Point n’ai souci ni besoin : la réalité et sa cadence infinie me suffisent au-delà de toute mesure.
Ainsi, certains se tiennent-ils sans doute en sentinelle dans les marges du poème et de ses obscurités à l’eau de roche, ou de rose, c’est selon.
Bref, une forme de cartel à ciel ouvert.
Un chemin de ronde comme de routine et, plus loin, toisé avec patience, "Il deserto dei Tartari".
Mais j’y mettrai plutôt Cesare Pavese :
«C’è un giardino chiaro, fra mura basse,
di erba secca e di luce, che cuoce adagio
la sua terra. È una luce che sa di mare.
Tu respiri quell’erba. Tocchi i capelli
e ne scuoti il ricordo.
Ho veduto cadere
molti frutti, dolci, su un’erba che so,
con un tonfo. Così trasalisci tu pure
al sussulto del sangue. Tu muovi il capo
come intorno accadesse un prodigio d’aria
e il prodigio sei tu. C’è un sapore uguale
nei tuoi occhi e nel caldo ricordo.
Ascolti.
La parole che ascolti ti toccano appena.
Hai nel viso calmo un pensiero chiaro
che ti finge alle spalle la luce del mare.
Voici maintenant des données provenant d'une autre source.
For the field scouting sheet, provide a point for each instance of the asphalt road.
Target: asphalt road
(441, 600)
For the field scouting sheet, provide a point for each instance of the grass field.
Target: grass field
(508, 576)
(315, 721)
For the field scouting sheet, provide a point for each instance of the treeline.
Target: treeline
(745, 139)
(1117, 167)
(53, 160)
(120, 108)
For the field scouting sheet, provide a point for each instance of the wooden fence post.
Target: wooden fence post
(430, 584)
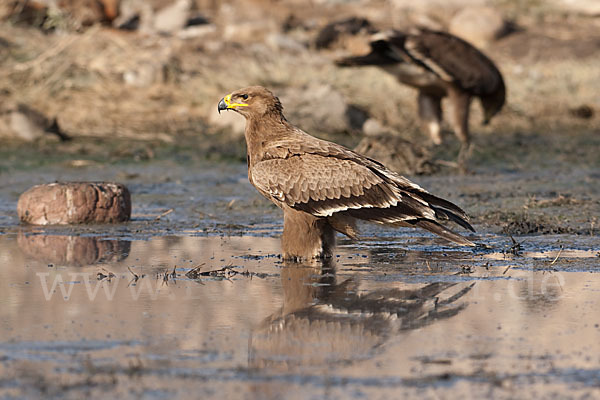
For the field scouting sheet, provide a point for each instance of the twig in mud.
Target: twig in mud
(558, 255)
(515, 248)
(466, 269)
(225, 272)
(104, 274)
(168, 275)
(169, 211)
(135, 276)
(193, 273)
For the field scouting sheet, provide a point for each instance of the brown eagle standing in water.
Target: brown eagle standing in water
(438, 64)
(323, 187)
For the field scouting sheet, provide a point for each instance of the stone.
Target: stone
(478, 25)
(75, 203)
(72, 250)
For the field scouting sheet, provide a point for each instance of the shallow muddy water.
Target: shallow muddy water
(196, 303)
(379, 321)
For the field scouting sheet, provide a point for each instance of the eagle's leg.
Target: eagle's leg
(306, 236)
(430, 113)
(461, 103)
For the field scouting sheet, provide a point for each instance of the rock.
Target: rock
(73, 250)
(321, 108)
(75, 203)
(583, 111)
(478, 25)
(398, 154)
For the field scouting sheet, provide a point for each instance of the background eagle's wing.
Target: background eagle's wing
(323, 185)
(454, 60)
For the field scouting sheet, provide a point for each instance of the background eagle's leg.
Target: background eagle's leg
(430, 113)
(306, 236)
(461, 103)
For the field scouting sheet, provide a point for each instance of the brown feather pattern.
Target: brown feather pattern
(326, 181)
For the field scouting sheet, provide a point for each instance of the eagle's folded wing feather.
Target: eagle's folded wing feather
(454, 60)
(322, 185)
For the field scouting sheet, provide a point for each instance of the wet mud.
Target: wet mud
(191, 299)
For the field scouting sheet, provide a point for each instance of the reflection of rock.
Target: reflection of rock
(323, 323)
(73, 250)
(75, 203)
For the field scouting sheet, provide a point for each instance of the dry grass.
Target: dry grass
(107, 83)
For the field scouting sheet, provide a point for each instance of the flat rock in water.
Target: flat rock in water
(75, 203)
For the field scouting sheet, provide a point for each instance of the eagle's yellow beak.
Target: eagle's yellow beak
(226, 104)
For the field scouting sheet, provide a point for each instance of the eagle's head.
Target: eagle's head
(253, 101)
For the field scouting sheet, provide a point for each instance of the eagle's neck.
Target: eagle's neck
(261, 131)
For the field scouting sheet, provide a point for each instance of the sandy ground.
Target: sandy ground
(398, 314)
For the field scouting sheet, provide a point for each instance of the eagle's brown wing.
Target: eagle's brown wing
(453, 60)
(332, 179)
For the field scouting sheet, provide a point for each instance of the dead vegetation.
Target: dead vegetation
(103, 82)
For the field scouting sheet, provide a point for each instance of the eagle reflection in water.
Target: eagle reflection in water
(323, 322)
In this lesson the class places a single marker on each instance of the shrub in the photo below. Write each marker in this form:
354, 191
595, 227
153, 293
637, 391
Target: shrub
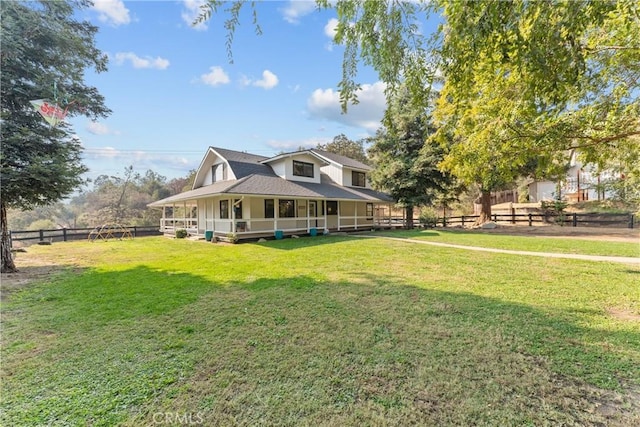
428, 217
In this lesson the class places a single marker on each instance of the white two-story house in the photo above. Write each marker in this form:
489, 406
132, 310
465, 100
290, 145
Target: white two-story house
242, 195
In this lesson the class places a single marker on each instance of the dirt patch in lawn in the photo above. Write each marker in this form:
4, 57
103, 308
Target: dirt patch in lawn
631, 235
31, 268
623, 314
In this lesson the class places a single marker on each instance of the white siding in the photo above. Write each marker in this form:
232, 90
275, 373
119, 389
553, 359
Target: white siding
284, 168
335, 173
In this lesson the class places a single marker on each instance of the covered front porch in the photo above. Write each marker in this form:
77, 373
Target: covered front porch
247, 217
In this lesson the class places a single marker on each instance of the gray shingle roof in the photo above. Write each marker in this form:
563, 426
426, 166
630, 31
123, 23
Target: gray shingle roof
244, 164
259, 184
255, 178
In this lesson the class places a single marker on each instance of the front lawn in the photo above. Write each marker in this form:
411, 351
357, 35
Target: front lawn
319, 331
523, 243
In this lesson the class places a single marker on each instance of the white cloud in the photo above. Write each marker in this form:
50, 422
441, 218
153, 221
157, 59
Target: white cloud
97, 128
112, 11
268, 80
138, 62
191, 11
297, 9
325, 104
141, 159
215, 77
293, 145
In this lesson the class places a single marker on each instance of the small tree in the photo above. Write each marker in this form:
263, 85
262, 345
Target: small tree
406, 160
44, 55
Hai nel viso un silenzio che preme il cuore
con un tonfo, e ne stilla una pena antica
come il succo dei frutti caduti allora.»
(Qu’on peut risquer de traduire ainsi :
«Il est un jardin clair, herbe sèche et lumière,
entouré de murets, qui réchauffe sa terre
doucement. Lumière qui évoque la mer.
Tu respires cette herbe. Tu touches tes cheveux
et tu en fais jaillir le souvenir.
J'ai vu
bien des fruits doux tomber sourdement sur une herbe
familière.
Ainsi tressailles-tu toi aussi
quand ton sang se convulse. Ta tête bouge
comme si, tout autour, un prodige impalpable avait lieu
et c'est toi le prodige. Dans tes yeux,
dans l'ardent souvenir, la saveur est la même.
Tu écoutes.
Les mots que tu écoutes t'effleurent à peine.
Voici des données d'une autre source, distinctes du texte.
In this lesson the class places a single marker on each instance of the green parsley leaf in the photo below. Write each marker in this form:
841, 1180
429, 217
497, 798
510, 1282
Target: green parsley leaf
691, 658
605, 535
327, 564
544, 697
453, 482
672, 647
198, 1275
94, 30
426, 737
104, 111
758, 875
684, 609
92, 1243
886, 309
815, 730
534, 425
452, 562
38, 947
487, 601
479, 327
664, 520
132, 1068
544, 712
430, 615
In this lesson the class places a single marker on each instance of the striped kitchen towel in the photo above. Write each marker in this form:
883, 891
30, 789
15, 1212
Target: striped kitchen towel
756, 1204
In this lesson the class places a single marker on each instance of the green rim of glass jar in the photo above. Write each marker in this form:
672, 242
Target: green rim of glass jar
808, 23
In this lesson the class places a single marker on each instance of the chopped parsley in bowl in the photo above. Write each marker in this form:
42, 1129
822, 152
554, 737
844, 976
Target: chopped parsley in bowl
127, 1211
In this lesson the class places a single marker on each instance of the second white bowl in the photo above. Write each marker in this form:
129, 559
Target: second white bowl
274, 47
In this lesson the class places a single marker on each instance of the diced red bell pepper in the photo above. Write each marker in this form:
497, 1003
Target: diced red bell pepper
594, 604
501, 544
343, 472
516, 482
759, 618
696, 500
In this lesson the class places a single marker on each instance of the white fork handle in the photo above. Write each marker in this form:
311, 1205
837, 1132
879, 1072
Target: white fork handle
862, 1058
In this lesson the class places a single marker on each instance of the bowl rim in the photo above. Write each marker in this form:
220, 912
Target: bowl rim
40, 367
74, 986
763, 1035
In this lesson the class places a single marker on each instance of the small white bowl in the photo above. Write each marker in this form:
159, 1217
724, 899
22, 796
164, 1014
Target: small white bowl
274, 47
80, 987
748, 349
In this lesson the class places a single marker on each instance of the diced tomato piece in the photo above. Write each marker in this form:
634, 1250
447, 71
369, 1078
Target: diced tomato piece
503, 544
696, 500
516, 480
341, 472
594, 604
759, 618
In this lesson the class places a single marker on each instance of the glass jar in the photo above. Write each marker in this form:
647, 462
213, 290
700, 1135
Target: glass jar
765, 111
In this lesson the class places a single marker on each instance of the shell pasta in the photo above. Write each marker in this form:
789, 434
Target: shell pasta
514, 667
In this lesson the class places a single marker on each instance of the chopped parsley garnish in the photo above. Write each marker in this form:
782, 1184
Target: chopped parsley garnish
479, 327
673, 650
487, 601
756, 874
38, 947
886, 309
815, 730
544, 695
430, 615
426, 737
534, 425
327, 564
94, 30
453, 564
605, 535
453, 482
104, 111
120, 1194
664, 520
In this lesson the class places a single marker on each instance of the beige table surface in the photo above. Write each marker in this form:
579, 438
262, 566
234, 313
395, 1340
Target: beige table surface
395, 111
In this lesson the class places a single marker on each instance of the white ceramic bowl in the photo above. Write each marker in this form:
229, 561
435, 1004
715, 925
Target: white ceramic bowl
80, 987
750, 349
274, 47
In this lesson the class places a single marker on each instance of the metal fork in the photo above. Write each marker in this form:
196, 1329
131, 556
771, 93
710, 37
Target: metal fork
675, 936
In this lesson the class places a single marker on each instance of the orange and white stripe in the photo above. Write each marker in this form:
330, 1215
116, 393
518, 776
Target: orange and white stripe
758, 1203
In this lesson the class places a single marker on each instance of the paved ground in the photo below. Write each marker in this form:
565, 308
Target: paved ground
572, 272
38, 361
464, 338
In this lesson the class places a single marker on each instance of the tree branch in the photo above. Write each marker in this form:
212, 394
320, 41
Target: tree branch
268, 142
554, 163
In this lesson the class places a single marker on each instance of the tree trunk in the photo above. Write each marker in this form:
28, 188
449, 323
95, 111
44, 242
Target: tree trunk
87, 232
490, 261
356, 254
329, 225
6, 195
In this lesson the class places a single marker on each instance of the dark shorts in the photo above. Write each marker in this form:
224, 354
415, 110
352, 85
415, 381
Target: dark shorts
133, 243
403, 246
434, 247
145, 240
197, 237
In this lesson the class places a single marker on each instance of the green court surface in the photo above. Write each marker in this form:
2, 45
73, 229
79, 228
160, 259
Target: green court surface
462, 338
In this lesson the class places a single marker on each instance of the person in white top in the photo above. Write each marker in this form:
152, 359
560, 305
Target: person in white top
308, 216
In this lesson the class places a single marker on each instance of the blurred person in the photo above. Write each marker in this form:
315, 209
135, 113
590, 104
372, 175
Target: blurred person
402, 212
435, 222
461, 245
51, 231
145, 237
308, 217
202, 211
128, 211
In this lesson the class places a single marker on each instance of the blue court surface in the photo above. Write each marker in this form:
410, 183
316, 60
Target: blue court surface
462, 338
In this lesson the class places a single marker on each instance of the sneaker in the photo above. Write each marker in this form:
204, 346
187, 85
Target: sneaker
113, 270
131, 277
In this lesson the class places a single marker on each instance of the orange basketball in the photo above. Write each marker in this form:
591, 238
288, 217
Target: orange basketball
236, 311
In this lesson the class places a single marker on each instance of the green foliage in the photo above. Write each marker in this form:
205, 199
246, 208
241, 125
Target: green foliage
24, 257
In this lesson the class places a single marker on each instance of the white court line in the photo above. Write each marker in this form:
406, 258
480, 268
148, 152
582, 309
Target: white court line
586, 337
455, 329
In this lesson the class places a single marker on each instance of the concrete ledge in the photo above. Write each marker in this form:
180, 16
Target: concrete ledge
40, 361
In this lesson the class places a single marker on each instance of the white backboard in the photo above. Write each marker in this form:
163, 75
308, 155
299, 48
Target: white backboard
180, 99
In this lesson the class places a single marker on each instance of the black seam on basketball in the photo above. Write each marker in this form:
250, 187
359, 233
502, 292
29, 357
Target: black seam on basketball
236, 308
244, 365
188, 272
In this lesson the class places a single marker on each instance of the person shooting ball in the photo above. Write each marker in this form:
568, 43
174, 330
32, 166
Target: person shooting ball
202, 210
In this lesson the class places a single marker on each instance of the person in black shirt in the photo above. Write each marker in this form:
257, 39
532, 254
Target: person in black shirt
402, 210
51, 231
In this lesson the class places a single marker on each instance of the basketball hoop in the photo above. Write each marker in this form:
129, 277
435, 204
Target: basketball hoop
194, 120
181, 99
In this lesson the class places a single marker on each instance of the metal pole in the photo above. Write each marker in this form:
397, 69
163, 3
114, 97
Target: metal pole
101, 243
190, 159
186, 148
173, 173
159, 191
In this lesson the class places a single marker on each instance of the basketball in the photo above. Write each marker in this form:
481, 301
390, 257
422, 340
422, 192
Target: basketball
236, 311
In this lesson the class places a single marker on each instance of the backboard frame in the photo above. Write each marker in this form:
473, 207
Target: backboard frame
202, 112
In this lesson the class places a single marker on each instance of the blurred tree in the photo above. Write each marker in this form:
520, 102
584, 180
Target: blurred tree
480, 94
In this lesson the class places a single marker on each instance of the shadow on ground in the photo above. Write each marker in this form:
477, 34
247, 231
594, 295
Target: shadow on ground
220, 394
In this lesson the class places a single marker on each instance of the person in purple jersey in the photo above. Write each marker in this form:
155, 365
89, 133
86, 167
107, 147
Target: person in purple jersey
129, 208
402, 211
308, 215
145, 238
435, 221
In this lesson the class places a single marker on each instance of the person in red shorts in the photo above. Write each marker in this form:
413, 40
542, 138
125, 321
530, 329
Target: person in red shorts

Il y a sur ton calme visage une pensée limpide
qui suggère à tes épaules la lumière de la mer.
Il y a sur ton visage un silence qui oppresse
le coeur sourdement, et distille une douleur antique
comme le suc des fruits tombés en ce temps-là.»)
J'aurais dû faire plutôt le cabot avec un autre Cesare, à crampons celui-là, Maldini.
«Wir leben unter finsteren Himmeln, und –es gibt wenig Menschen. Darum gibt es wohl auch so wenig Gedichte. Die Hoffnungen, die ich noch habe, sind nicht groß. Ich versuche, mir das mir Verbliebene zu erhalten. »
Paul Celan, 18 mai 1960, Lettre à Hans Bender.